Christopher Kai-shun Leung, MD, da Universidade Chinesa de Hong Kong, e Robert N. Weinreb, MD, da Universidade da Califórnia, San Diego, descreveram o monitoramento não-invasivo em longo prazo de CGRs em camundongos transgênicos.6 Os camundongos foram geneticamente transformados para expressarem a proteína fluorescente ciano (PFC ) quando estimulados por uma redução na expressão de Thy-1. A Thy-1 é uma glicoproteína de superfície celular expressada nas CGRs; experimentos de esmagamento de nervo sugeriram que a perda de expressão de Thy-1 está relacionada com a perda de CGRs. Portanto, a redução na expressão de Thy-1 poderia servir como um indicador de estresse nas CGRs.
A expressão de PFC foi monitorada por um oftalmoscópio confocal com varredura a laser modificado (Heidelberg Retina Analyzer; Heidelberg Engineering). O laser de argônio do equipamento foi substituído por um laser de safira operando em 460 nm, com um filtro barreira em 470 nm, especificamente para visualizar a PFC.

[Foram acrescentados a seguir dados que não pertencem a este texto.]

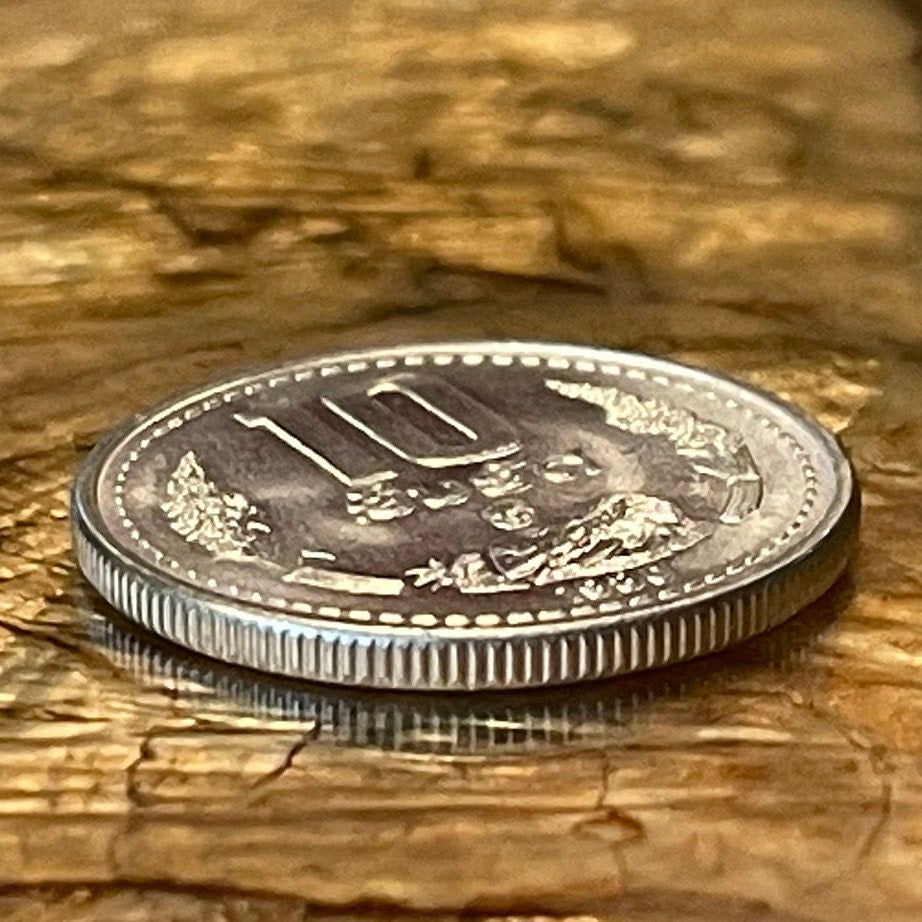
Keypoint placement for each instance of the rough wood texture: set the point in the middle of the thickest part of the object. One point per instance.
(189, 185)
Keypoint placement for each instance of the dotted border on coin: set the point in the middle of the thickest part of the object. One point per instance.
(458, 620)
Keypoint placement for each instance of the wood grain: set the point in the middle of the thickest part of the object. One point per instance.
(187, 187)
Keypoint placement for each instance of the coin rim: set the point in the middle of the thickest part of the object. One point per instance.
(92, 537)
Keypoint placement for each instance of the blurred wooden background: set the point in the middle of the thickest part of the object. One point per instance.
(190, 185)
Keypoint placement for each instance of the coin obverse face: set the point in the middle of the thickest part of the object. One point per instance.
(465, 516)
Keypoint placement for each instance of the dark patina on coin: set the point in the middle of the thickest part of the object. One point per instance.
(466, 516)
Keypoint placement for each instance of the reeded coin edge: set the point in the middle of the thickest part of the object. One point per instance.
(425, 660)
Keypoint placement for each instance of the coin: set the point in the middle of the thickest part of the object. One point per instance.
(466, 516)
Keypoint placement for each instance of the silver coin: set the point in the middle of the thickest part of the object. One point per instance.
(466, 516)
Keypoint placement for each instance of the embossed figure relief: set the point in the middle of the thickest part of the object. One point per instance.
(466, 516)
(416, 445)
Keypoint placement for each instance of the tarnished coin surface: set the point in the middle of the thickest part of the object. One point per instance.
(465, 516)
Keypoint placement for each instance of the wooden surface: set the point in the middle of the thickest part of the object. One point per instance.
(192, 185)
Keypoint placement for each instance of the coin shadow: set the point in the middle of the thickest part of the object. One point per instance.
(479, 724)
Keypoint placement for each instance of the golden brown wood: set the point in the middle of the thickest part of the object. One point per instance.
(190, 185)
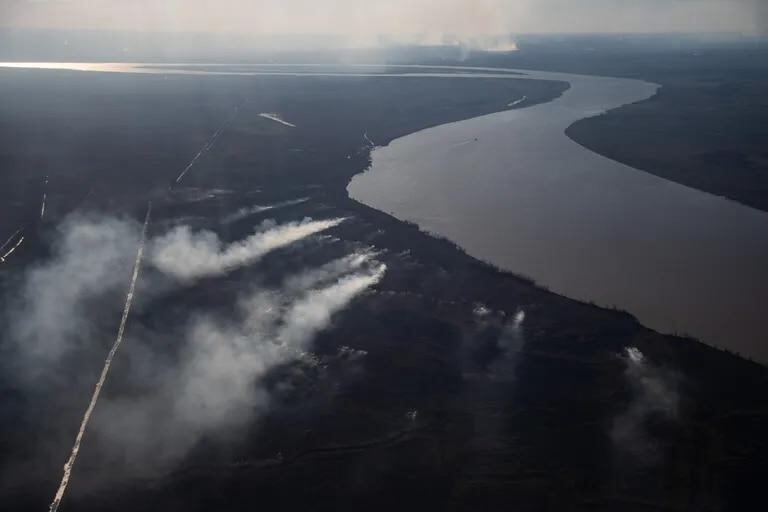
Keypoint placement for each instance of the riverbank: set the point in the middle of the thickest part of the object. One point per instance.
(476, 387)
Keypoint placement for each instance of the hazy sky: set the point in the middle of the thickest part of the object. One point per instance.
(359, 19)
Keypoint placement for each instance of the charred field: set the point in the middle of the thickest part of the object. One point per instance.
(446, 384)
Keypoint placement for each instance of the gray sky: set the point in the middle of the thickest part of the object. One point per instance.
(362, 20)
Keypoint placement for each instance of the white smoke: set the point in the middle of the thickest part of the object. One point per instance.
(188, 256)
(53, 312)
(217, 387)
(654, 392)
(246, 212)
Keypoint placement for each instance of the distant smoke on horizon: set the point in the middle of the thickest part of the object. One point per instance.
(427, 21)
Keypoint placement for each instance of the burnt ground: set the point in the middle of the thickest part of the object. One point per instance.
(526, 422)
(707, 126)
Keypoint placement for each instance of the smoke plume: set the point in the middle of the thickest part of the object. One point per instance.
(188, 256)
(654, 393)
(216, 385)
(58, 299)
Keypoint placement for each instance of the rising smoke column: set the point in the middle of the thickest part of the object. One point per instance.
(216, 385)
(188, 256)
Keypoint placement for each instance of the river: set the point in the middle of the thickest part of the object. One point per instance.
(513, 190)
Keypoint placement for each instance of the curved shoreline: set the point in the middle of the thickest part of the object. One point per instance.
(578, 223)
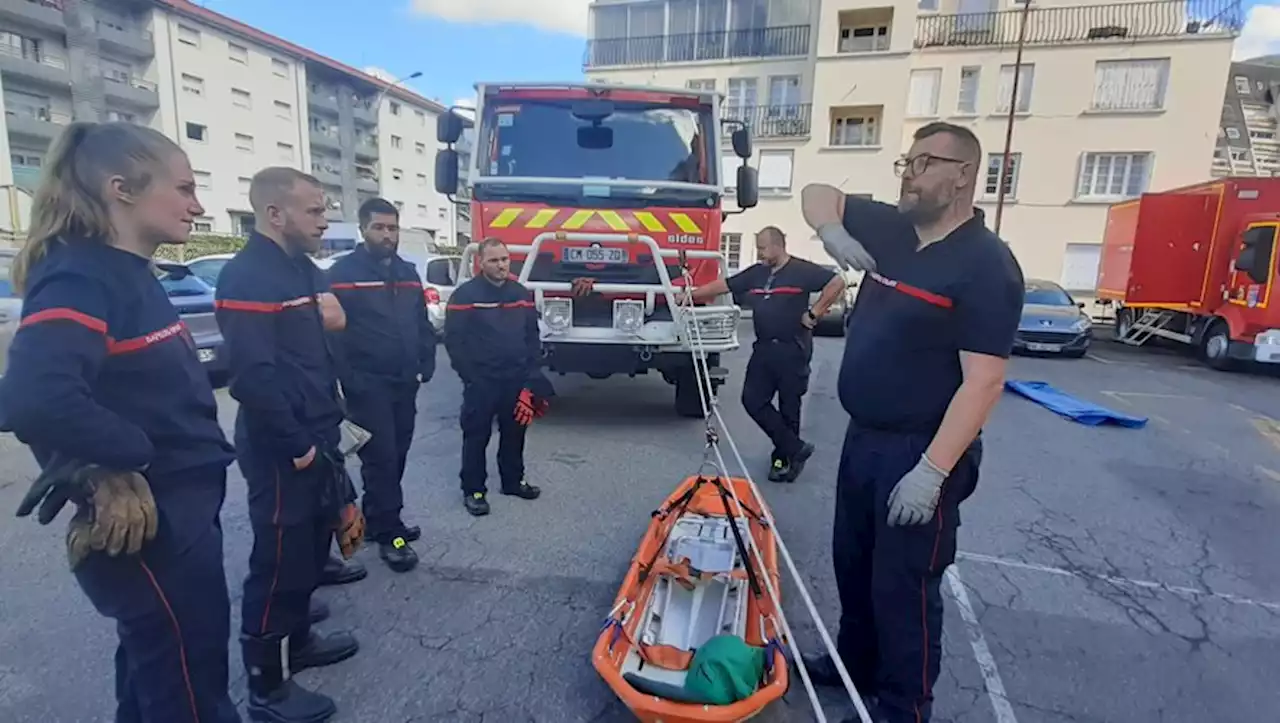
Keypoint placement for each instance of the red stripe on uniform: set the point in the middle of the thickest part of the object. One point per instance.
(62, 314)
(927, 296)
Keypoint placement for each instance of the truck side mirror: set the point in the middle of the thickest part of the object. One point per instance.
(448, 127)
(447, 172)
(748, 187)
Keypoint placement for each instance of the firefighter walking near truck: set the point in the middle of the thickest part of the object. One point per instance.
(387, 351)
(274, 309)
(777, 291)
(492, 335)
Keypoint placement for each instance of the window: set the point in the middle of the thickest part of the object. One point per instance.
(855, 127)
(1130, 85)
(968, 101)
(1025, 78)
(1112, 175)
(775, 172)
(1011, 172)
(192, 85)
(188, 36)
(923, 96)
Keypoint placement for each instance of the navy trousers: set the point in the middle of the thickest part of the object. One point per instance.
(388, 410)
(890, 577)
(777, 369)
(483, 402)
(173, 618)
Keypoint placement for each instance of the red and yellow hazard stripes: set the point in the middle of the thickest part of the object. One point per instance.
(597, 219)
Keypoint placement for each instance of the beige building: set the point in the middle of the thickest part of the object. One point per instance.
(234, 97)
(1110, 100)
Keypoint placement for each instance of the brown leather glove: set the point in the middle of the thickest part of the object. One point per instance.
(351, 530)
(119, 516)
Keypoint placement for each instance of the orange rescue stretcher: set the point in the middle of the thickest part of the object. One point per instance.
(694, 577)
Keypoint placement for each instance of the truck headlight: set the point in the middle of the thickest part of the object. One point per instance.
(558, 314)
(629, 315)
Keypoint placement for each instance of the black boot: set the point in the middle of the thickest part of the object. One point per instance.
(273, 698)
(339, 572)
(319, 650)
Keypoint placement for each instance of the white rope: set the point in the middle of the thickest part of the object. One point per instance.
(711, 406)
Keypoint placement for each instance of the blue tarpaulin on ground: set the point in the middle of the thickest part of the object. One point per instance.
(1070, 407)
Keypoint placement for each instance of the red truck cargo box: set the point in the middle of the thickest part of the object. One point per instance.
(1156, 250)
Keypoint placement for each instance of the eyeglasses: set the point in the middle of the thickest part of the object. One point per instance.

As imagens das CGRs obtidas com o oftalmoscópio confocal com varredura a laser modificado podem ser identificadas como manchas fluorescentes distribuídas na retina do camundongo transgênico, embora as estruturas dendríticas das células não sejam visíveis. Os raios lineares convergindo para a cabeça do nervo óptico são provavelmente feixes de axônios.

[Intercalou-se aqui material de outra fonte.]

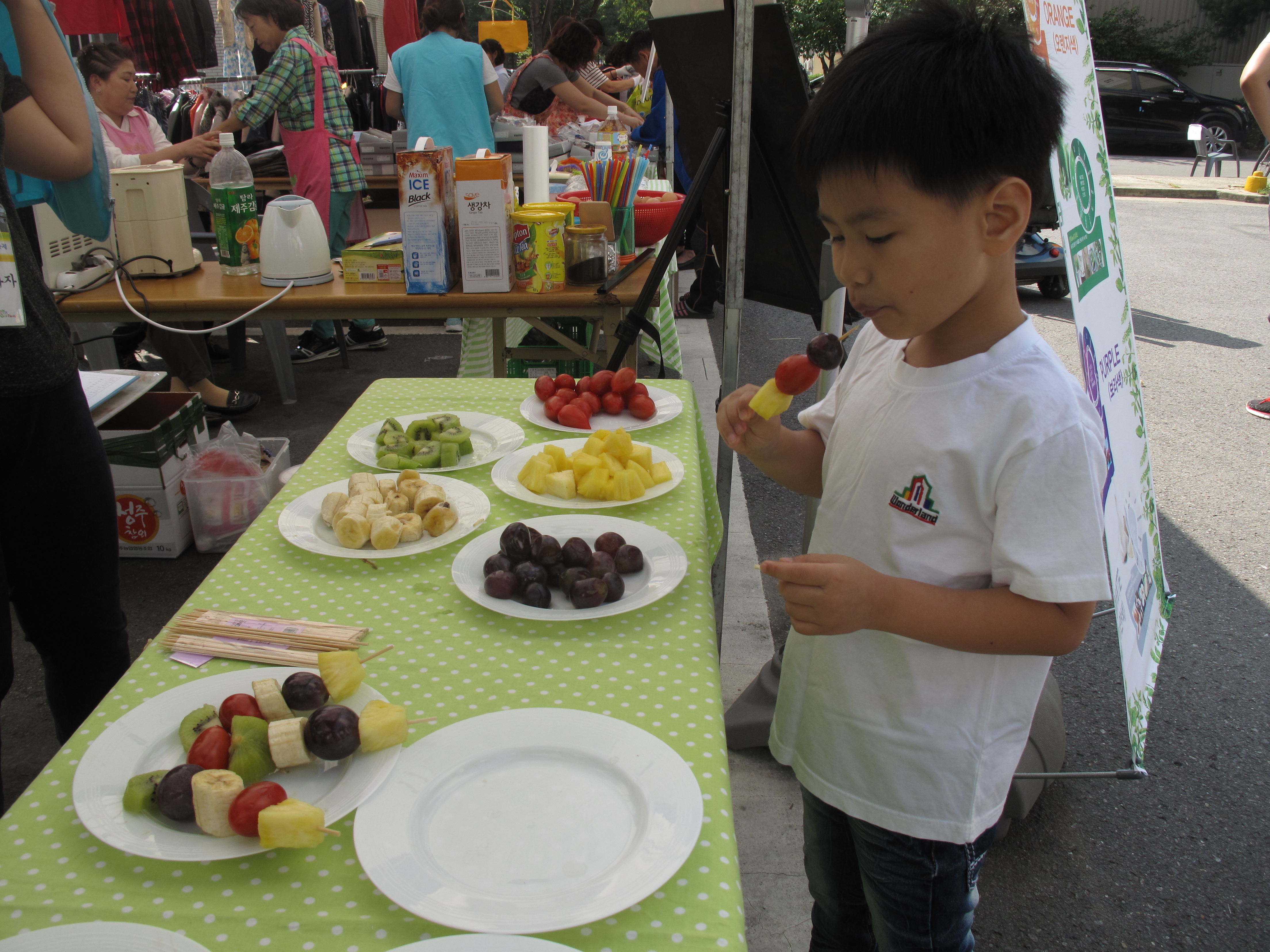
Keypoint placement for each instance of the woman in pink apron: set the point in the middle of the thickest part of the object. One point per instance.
(301, 86)
(133, 138)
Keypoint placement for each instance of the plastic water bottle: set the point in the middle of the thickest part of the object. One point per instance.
(238, 229)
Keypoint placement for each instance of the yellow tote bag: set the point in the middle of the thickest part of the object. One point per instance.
(514, 34)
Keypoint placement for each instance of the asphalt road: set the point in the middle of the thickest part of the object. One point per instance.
(1177, 861)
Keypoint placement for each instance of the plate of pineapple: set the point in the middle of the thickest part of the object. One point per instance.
(605, 470)
(375, 516)
(237, 763)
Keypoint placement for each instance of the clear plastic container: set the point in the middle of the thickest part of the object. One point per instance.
(234, 218)
(223, 508)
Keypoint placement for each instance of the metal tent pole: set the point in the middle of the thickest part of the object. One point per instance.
(735, 270)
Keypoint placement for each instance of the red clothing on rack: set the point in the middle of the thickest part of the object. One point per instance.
(401, 25)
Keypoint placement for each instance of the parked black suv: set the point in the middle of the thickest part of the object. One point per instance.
(1143, 105)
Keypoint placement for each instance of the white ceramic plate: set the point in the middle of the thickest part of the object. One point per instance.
(493, 437)
(145, 739)
(665, 567)
(507, 469)
(470, 942)
(530, 820)
(102, 937)
(669, 407)
(300, 522)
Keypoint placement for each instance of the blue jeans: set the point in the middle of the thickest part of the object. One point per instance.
(879, 890)
(341, 214)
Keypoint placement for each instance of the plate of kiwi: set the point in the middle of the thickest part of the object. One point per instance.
(435, 442)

As mudanças ao longo do tempo no número de manchas representando as CGRs podem ser comparadas diretamente. Os pesquisadores realizaram medidas em série de CGRs expressando CPF em camundongos transgênicos após o ferimento causado pelo esmagamento do nervo e notaram uma perda progressiva de manchas fluorescentes. Medidas em série por mais de 1 ano foram demonstradas. A técnica de obtenção de imagem não necessita de anestesia e uma varredura pode ser feita em segundos com um assistente segurando o camundongo.
Olhando adiante
As terapias que podem prevenir dano das CGR no glaucoma, quando identificadas, ocasionarão uma mudança de paradigma na oftalmologia.5 As terapias neuroprotetivas irão enfocar a causa subjacente do dano glaucomatoso, da morte das CGR, ao invés do substituto atual – prevenir o dano do nervo óptico através do controle da PIO. Estas terapias irão potencialmente prevenir o dano do nervo sem levar em consideração se a patologia de um dado glaucoma do paciente está relacionado com a PIO, fatores genéticos, isquemia, ou falência de suporte trófico. Será importante ter modelos animais apropriados para avaliar estas terapias potenciais. A técnica que permite a detecção in vivo de dano das CGR ao longo do tempo serão vitais no desenvolvimento de terapias neuroprotetivas.
O trabalho descrito por Leung e Weinreb oferece a possibilidade de se monitorar seqüencialmente o dano das CGR ao longo do tempo. A habilidade de monitorar perfis longitudinais de doença neurodegenerativa deve auxiliar no desenvolvimento de novos agentes neuroprotetivos. Este modelo de camundongo permite a observação não-invasiva, induz a não-opacidade do meio e é amigável ao usuário e ao animal, de acordo com os pesquisadores. Os resultados obtidos são reproduzíveis e específicos para as CGR. Ele pode representar uma ferramenta valiosa para as futuras pesquisas.
Referências
- Weinreb RN, Khaw PT. Primary open-angle glaucoma. Lancet. 2004;363:1711-1720.
- Quigley HA. Number of people with glaucoma worldwide. Br J Ophthalmol. 1996;80:389-393.
- Quigley HA, Dunkelberger GR, Green WR. Retinal ganglion cell atrophy correlated with automated perimetry in human eyes with glaucoma. Am J Ophthalmol. 1989;107:453-464.
- Weinreb RN, Friedman DS, Fechtner RD, et al. Perspective: Risk assessment in the management of patients with ocular hypertension. Am J Ophthalmol. 2004:138:458-467.
- Weinreb RN, Levin LA. Is neuroprotection a viable therapy for glaucoma? Arch Ophthalmol. 1999;117:1540-1544.
- Leung CK, Weinreb RN. Experimental detection of retinal ganglion cell damage in vivo. Exp Eye Res. 2008. doi:10.1016/j.exer.2008.09.006.